Greetings, Tom, and welcome to Fooldom.

<<My parents are 53. They both work, but do not have a huge amount of savings. As the most money-savvy child, I think it will be my responsibility to take care of them in the future. My dad has a small IRA, and my mom has a small 401K. I know I'll need to talk to them, see how much they'll need in retirement, see how much they have, and so on. I think I'll need to see if they can save more.

However, to start, I'm curious as to how much they can get from Social Security. I'm under the impression that there's a set amount that you need to contribute over your lifetime. Then, your payments depend on whether you start receiving the benefit at 62, or 65, or whatever. Is that right?

My dad has worked for over 30 years. Most of that time, he's been self-employed, so he's paid the 15.3% S-E tax. That should definitely cover him, right? My mom has worked for maybe 10 years (non-consecutively), some part time and some full time. She probably hasn't paid the full amount. Are things taken jointly?
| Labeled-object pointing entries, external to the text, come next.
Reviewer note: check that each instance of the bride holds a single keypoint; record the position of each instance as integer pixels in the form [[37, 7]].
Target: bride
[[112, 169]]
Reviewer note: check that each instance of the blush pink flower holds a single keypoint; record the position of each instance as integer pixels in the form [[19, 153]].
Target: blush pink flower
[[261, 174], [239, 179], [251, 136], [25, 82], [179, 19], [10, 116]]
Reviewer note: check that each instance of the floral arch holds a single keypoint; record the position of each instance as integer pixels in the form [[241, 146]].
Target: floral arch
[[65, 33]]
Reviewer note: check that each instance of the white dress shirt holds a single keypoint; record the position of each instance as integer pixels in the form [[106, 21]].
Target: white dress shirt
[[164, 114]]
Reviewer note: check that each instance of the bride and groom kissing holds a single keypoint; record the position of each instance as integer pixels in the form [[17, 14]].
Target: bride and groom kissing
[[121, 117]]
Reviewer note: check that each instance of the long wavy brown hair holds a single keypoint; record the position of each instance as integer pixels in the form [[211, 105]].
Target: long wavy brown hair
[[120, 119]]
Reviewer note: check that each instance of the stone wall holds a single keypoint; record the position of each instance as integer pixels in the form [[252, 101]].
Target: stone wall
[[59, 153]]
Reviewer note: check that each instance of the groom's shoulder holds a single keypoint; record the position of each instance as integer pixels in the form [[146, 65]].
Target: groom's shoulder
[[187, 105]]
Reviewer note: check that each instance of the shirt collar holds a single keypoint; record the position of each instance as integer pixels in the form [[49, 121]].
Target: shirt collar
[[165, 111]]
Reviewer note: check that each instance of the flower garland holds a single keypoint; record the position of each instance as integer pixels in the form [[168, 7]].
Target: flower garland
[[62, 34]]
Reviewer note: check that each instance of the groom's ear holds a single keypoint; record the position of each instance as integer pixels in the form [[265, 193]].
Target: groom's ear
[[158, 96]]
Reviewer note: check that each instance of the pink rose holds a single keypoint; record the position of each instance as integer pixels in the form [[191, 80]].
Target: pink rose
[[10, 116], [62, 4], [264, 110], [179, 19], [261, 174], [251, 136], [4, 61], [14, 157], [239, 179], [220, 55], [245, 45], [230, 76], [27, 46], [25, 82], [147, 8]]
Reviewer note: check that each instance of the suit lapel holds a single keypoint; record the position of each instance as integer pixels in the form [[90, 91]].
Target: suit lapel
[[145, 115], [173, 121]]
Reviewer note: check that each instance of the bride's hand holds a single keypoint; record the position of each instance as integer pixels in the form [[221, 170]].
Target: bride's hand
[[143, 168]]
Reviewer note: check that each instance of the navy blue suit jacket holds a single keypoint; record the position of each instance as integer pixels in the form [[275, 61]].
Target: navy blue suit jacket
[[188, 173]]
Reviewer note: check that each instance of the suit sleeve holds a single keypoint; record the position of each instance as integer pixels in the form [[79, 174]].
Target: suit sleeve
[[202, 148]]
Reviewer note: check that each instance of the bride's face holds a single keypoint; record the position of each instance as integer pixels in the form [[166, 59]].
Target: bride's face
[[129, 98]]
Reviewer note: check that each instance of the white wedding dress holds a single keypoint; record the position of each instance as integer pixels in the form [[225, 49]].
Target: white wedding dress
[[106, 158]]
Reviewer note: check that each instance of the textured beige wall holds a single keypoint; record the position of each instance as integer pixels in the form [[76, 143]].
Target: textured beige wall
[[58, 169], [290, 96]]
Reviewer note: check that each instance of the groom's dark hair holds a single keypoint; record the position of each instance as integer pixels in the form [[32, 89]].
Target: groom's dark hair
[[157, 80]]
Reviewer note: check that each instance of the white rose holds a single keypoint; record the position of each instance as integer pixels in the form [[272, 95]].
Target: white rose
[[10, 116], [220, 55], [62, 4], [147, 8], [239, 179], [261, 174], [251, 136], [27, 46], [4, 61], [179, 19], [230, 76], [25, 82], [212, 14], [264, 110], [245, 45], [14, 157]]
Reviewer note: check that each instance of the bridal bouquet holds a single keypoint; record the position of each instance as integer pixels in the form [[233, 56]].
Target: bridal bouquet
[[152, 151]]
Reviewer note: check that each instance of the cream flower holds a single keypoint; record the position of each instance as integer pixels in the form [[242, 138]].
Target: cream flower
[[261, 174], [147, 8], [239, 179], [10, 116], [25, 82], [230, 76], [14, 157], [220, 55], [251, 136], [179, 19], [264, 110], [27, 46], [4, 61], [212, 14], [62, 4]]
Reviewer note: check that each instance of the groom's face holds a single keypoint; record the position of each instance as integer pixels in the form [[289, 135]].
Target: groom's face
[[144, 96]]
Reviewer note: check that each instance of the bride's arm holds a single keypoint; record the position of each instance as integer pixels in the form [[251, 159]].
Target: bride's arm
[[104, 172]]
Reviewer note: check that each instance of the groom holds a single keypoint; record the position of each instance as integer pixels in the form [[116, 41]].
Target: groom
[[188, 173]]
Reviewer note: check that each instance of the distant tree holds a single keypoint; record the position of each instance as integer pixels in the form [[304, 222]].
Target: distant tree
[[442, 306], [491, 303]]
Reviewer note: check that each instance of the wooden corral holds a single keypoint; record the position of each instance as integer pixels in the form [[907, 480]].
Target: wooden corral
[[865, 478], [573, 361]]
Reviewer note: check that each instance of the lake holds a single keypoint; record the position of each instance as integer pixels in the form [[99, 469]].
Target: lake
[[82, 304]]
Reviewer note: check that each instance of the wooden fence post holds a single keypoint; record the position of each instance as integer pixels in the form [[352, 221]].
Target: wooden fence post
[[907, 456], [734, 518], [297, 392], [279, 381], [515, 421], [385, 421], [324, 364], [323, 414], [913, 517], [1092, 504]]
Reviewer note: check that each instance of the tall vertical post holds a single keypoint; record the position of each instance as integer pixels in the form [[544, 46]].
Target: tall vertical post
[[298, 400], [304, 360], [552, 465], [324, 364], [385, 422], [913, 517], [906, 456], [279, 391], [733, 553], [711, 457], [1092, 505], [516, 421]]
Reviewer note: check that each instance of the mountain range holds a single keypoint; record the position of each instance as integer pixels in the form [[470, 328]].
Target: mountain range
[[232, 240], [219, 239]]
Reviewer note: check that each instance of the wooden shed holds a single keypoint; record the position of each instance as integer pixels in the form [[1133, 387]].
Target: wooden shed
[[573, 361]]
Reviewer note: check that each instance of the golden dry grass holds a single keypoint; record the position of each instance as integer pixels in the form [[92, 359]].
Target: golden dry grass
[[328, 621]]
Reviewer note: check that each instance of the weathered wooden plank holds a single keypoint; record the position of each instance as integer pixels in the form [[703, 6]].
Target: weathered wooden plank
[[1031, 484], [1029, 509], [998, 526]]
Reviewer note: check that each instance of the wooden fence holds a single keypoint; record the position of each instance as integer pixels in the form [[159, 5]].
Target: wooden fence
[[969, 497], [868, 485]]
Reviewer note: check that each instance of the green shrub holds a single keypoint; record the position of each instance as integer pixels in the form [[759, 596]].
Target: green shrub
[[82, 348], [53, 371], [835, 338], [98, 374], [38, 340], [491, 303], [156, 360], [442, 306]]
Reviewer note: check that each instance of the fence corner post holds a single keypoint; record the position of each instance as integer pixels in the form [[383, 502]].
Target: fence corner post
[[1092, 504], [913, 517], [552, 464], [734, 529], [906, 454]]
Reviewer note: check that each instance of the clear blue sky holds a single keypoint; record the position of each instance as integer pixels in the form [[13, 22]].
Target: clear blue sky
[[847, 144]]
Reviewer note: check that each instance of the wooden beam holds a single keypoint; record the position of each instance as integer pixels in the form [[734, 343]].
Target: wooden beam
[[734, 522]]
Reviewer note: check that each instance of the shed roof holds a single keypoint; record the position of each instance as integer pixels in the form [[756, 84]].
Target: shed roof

Is there some government web page that has this information?>>

Both your mom and your dad have worked sufficient quarters to be covered under Social Security on their own work records starting at age 62. At that age, though, it's only about 80% of what they would get if they waited until age 65 or later. And your mom will get more most probably if she draws on your father's record, which she is entitled to do. At age 65, that's half of what your dad would draw.

The best way to examine these issues is to go to the Social Security Administration website at That site discusses a whole host of issues and even lets them request a Personal Earnings Benefits Estimate on line. The latter will show them an estimate of what they would get if they retired at age 62, 65 or 70 based on their work history and what they say they'll earn this year and next. Those statements will go a long way to answering the money question.